The biomedical model we have used for the past century has reached its limit of effectiveness. The word “healing” is not used in medicine today, with one exception. The first-year histology course includes some talk about wound healing, But outside of that, the word healing is not used in medicine. One of the points that I made in Spontaneous suggest that the human body has a healing system. Not a very radical idea. All you have to do is watch cut finger heal to see very clearly that the body has a capacity for awareness of troubles and the mechanisms for repairing tissue. Yet it is discouraging to find that it’s much easier to talk with children about the body’s healing capacities than with most of my colleagues. If a kid gets an “owie” you say watch what happens. If you try to talk to most physicians about the body’s system, it’s easy for them to dismiss this as more New Age fluff. It is not New Age fluff, it is physiological reality. Any level of biological organization that we examine, from DNA up to the most complex body systems, shows the capacity for self-diagnosis, for removal of damaged structure, for regeneration of new structure.

Why are medical students never taught that the body has healing functions or healing systems?
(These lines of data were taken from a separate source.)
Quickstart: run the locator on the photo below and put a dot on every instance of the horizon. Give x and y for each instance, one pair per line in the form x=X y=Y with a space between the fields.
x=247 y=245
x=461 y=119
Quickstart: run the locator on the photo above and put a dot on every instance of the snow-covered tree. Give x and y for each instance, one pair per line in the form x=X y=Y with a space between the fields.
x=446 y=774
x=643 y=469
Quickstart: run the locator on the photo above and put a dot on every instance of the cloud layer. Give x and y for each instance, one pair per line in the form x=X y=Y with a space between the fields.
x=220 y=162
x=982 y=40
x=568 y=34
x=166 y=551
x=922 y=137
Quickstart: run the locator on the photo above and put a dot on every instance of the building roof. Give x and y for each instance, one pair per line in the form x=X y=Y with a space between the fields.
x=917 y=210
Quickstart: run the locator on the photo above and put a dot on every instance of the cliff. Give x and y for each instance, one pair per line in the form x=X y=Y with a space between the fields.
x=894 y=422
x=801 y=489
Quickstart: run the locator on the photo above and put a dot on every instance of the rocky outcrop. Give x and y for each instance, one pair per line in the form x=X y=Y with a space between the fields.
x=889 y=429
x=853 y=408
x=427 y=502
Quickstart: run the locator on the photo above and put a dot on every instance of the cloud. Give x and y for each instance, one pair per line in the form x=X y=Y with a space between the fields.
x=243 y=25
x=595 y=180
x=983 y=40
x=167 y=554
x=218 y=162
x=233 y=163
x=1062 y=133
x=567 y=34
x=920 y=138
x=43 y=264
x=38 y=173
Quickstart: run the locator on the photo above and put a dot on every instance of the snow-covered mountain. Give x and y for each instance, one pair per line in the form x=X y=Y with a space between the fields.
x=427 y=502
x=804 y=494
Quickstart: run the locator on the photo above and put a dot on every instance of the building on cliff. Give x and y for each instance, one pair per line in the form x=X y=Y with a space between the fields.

First, consider the great lopsided emphasis on disease processes rather than on health in the pre-clinical years of medical school. Second, when medical students get to their clinical years, they are seeing very sick people, hospitalized people, a population in which healing responses occur less frequently than in the general population. If your whole world of illness is hospitalized patients, that tends to make you more pessimistic about possibilities of healing.

But there is a deeper problem here with the nature of western science and medicine in general. We are very locked into looking at the body as a set of structures and structural systems rather than functional systems. The healing system is not a structural system. I can’t show you a slide of it, the way that I could show you a slide of the circulatory or digestive systems. In some cases, as with circulation and digestion, structure and function are relatively synonymous. But other cases, notably healing, demonstrate no neat correlation of a function with a set of body structures. The healing system makes use of all of the structural systems — the normal operations of the circulatory, nervous, immune, and endocrine systems, and more, for its operations.